After 22 years, the Supreme Court yesterday freed one Alban Ajaegbu, who was one of the accused persons in the celebrated ‘Otokoto’ ritual murder of 11-year-old Ikechukuwu Okoronkwo. Okoronkwo, who was a groundnut seller, was on September 19, 1996, lured into a hotel called Otokoko in Owerri, Imo State and beheaded.
Investigations had revealed that the victim became unconscious at the hotel after he drank a bottle of Coca-Cola that was already spiked with drug before he was killed.
The crime was discovered when 32-year-old Innocent Ekeanyanwu left the hotel to deliver Okoronkwo’s head in a polythene bag to a client. An okada rider who was conveying Ekenyanwu to his destination discovered the fresh human head and alerted the police and among those arrested over the ritual murder included the owner of the hotel, one Vincent Duru, who was popularly referred to as Chief Otokoto.
Besides beheading the victim, the suspects were said to have removed vital organs from his body including his genitals before burying the mutilated corpse in a shallow grave. All the seven suspects fingered in the ritual killing were all found guilty and sentenced to death by hanging.
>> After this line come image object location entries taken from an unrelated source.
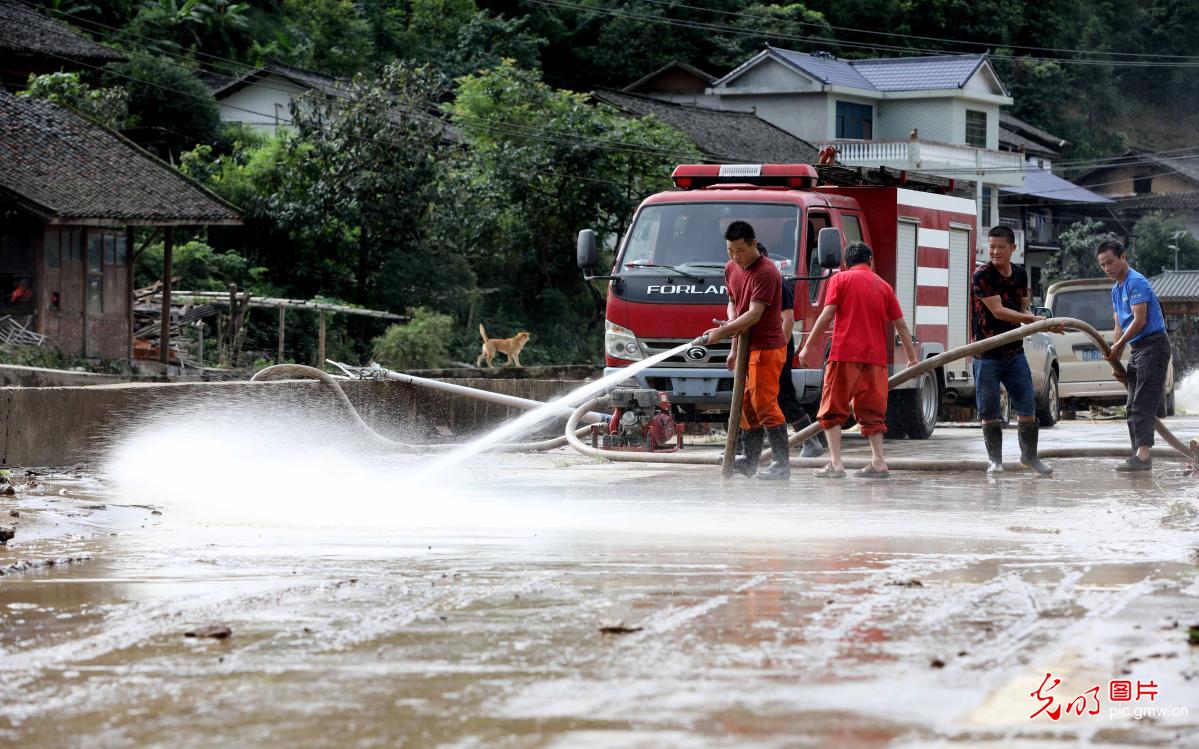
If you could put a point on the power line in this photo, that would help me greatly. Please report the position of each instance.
(779, 35)
(501, 127)
(923, 38)
(525, 132)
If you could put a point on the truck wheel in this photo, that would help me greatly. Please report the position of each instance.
(1049, 408)
(1167, 406)
(920, 406)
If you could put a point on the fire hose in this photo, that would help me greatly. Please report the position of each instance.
(573, 432)
(279, 372)
(1187, 452)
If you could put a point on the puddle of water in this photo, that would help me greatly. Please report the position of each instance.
(369, 610)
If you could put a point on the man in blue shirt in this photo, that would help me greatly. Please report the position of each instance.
(1142, 327)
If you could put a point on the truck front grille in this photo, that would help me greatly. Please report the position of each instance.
(719, 352)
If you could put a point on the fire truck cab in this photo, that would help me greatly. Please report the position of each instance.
(667, 282)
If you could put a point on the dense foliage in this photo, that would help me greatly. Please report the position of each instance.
(458, 169)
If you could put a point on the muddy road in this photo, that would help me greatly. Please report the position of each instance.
(549, 600)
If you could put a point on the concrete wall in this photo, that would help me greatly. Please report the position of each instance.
(12, 375)
(62, 426)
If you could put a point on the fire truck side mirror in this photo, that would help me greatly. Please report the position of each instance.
(588, 254)
(829, 248)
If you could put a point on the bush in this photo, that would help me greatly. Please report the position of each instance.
(423, 343)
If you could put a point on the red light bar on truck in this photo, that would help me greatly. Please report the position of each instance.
(795, 176)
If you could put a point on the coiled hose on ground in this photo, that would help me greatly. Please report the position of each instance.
(573, 432)
(1184, 451)
(282, 372)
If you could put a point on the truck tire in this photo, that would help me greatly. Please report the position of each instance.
(1049, 408)
(919, 406)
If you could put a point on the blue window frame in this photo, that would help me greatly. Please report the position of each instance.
(855, 120)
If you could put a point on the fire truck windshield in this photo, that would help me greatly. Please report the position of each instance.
(681, 234)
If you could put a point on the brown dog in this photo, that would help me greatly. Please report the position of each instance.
(511, 346)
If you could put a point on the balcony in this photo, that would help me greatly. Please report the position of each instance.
(947, 159)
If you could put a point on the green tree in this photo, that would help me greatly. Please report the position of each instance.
(1077, 255)
(1154, 241)
(422, 343)
(330, 36)
(541, 164)
(109, 107)
(356, 185)
(164, 95)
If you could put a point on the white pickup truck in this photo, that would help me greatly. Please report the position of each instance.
(1085, 378)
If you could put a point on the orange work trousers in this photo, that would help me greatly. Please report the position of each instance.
(759, 406)
(865, 386)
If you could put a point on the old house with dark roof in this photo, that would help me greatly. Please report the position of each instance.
(71, 194)
(263, 97)
(34, 43)
(723, 137)
(1143, 182)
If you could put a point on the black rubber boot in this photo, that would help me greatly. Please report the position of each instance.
(993, 438)
(1026, 435)
(746, 464)
(779, 467)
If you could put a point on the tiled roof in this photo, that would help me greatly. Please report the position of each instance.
(1012, 140)
(1176, 285)
(1041, 183)
(1185, 168)
(25, 31)
(825, 67)
(1031, 132)
(1187, 201)
(666, 68)
(920, 73)
(932, 73)
(734, 137)
(299, 76)
(66, 168)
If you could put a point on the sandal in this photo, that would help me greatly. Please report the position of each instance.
(869, 471)
(829, 472)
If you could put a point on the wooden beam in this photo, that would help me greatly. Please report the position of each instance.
(320, 343)
(168, 251)
(283, 325)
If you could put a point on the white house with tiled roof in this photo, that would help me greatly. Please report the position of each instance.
(935, 114)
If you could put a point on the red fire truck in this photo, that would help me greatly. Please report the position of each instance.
(667, 283)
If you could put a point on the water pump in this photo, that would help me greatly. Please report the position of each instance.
(640, 421)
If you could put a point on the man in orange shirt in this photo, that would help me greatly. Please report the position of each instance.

However, Ajaegbu, who was discharged and acquitted of the crime by the Supreme Court yesterday, was said to have worked at the hotel only as a gardener. The apex court, in a unanimous judgement by a five-man panel of justices, held that circumstantial evidence the trial court relied upon to convict and sentence him to death by hanging was not sufficient.
Specifically, Justice Kudirat Kekere-Ekun, who prepared the lead judgment, held that: “It must be restated here that the appellant was charged with murder and the prosecution has the burden of proving beyond reasonable doubt that it was the act of the appellant that caused the deceased’s death.
“The appellant does not have the burden to prove his innocence. The lower court held that the defence of the appellant raised a lot of suspicion. The law is well settled that suspicion, no matter how grave, cannot take the place of proof,” Kekere- Ekun stated, holding that the assumption of the lower courts that because the appellant worked in the hotel for 17 years, he should have known who owned the farm that Okoronkwo was buried in, was fallacious. The apex court added: “Suspicion cannot take the place of legal proof.
That the appellant worked in the hotel for 17 years and didn’t know who owned the farm cannot make him guilty. The law is settled, that an accused person told lies does not make him guilty.”
The apex court, however, held that the prosecution failed to prove its case beyond every reasonable doubt. Consequently, it set aside the 2012 judgment of the Court of Appeal in Owerri which upheld the death sentence of the trial court and acquitted and discharged Ajaegbo, with the apex court’s decision read by Justice Ejembi Eko.